Etrange impression. On sent une chaleur et une douceur de vivre.
Les rues réservent des surprises. Les magasins du centre sont de toute beauté. Certains ont été crées entre deux maisons, si bien que l’on se croirait dans une ruelle fermées aux deux extrémités.
Les Lillois sortent, bougent, s’habillent et s’amusent. Il est incroyable de voir tous ces cafés, tous ces estaminets qui sont pleins. Malgré un temps souvent gris et pluvieux, ils ne sont pas découragés, en tous cas, ce n’est pas la pluie qui les arrête. Les regards sont bleus et profonds, les visages sont pâles, l’accent est prononcé mais le visage est malicieux et tellement vivant.

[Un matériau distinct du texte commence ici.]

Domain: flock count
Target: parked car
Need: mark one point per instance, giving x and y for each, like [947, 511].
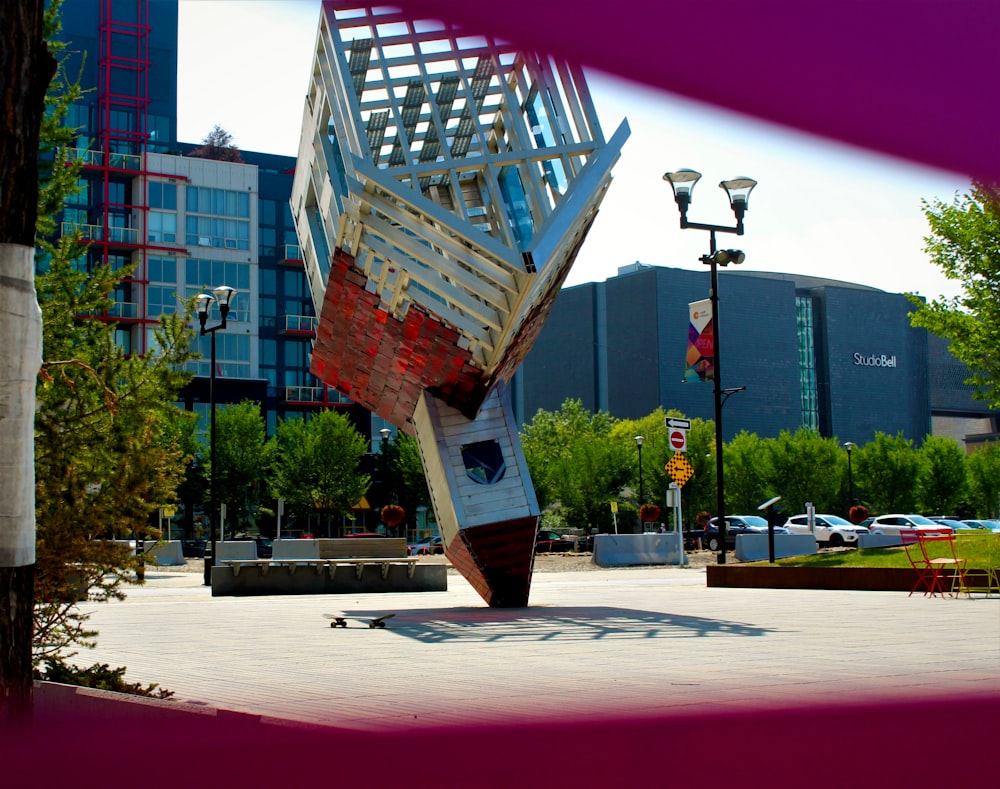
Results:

J’en fais trop ? Peut-être. Mais j’adore cette ville qui offre tellement. Quand je suis là-bas, j’en ai plein les yeux. J’adore déambuler dans le centre où je peux encore me perdre. Je découvre toujours mille détails qui comblent ma curiosité, mon attente de beauté. Je m’extasie comme un petite fille et mitraille la ville. J’ai une sensation de vitalité accrue.
Je n’ai pas vu le film de Bany Boon mais dès que possible je vais y aller.
D’ailleurs, si vous êtes convaincus un tant soit peu, en arrivant allez vous procurer « le chti 2008 », la bible des sorties et des bons plans. Dans l’éditô, la devise c’est :
« A Lille, tu t’éclateras,
Des bons plans tu trouveras
Et chaque jour tu te diras, Et Pourquoi pô ? »
Au sommaire,
- Les sports,
- Les grandes occasions,
- Lille la nuit,
- Culture et loisirs,
- Les bonnes adresses,
- Les restaurants.
Allez, où que vous soyez, sautez dans un train et filez vous émerveiller à Lille pour un week-end. Bon voyage.